Throughout the multi-page article, quotes from those interviewed placed in the margins in bold italics said things such as: "You'd better watch out, the common man is standing up"; "We've entered paradise and it looks like the place we just left"; "Many think the blacks live by their own set of rules"; "I really worry about this country"; and "For a few, revolution is the only answer"
Raible sued and ultimately won based on the argument that the headline associated with his pictured placed him in a false light by implying that he was troubled and that he held the views of those interviewed for the story that ran for many pages when, in fact, he was neither interviewed for the story nor held the views expressed in it. The case is Raible vs Newsweek (1972).¹ Notice that it took several years for the case to be disposed in 1972 following the time the story ran in 1969.

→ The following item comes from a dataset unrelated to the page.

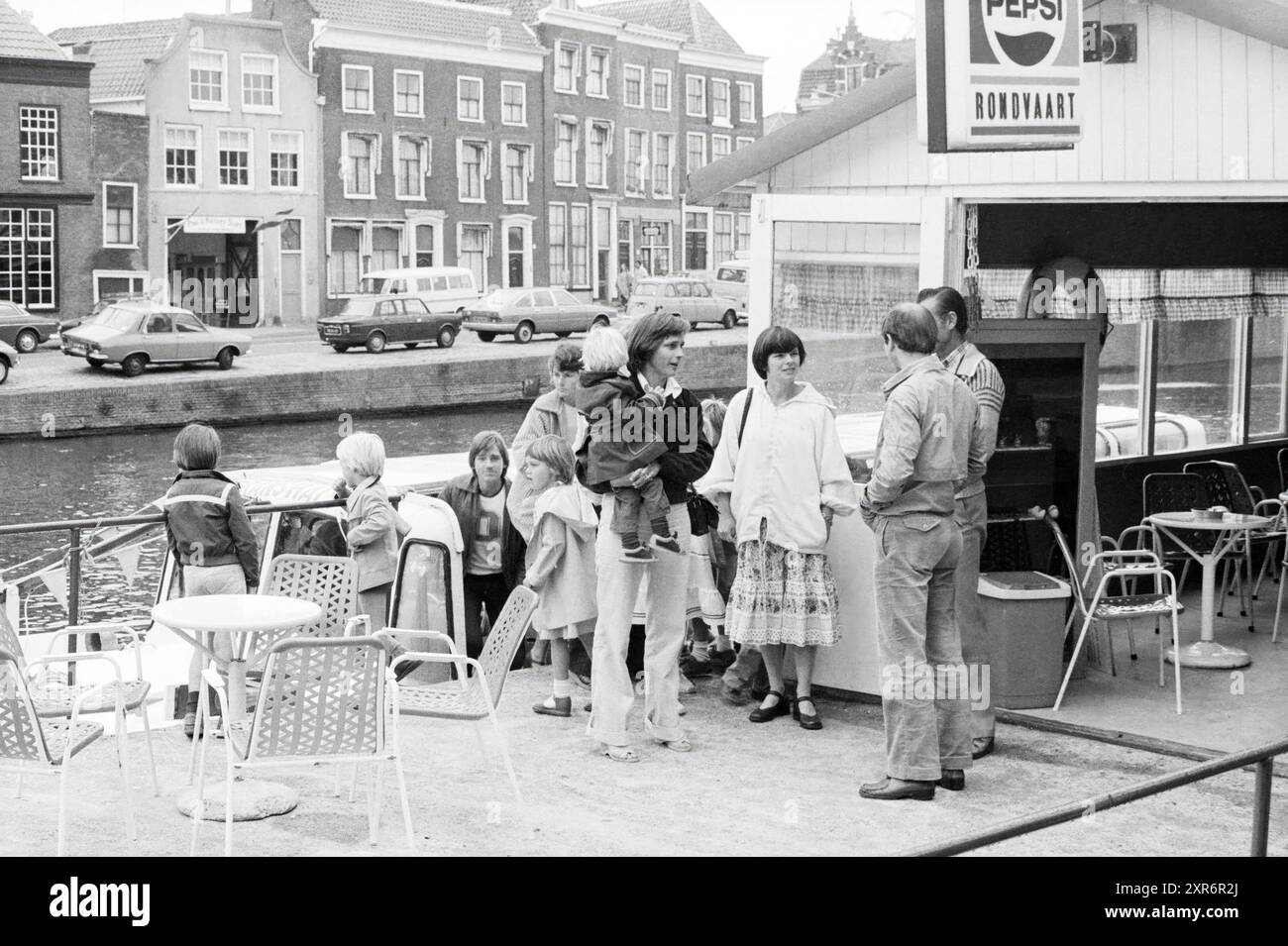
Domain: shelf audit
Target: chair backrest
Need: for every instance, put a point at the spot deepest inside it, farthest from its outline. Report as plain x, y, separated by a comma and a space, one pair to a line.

In the case of a publication such as "The Onion", they generally argue that usage is within a special category of derivative work known as satire or parody. Such use has been viewed by various courts in the U.S. as falling somewhere between editorial and artistic usage on one side and fair use on the other. There's also a LOT of conflicting case law that has been established in various jurisdictions around the U.S. regarding cases concerned with the fair use of use of images in works of satire or parody. Rulings in one jurisdiction often appear to conflict with rulings in other jurisdictions. Sometimes what appears to be an "8" on a scale of 1-10 goes unpunished and at other times in other jurisdictions what appears to have been a "2" gets slapped with major damages. The only real way to know for sure which way most cases based on a claim of fair use that also involves parody will go is to actually pursue the case and run it through the courts. and the appeals. and the appeals of the appeals. and the retrials ordered by the appeals. and the appeals of the retrials... ad nauseum.
¹ The link is to the initial opinion of the court at the summary hearing for deciding if the case should be dismissed, as the defendant requested, if the court should issue a summary judgement against the defendant, as the plaintiff requested, or if the case should proceed to trial. The court denied both requests for summary judgement and sent the case to trial. The plaintiff ultimately prevailed.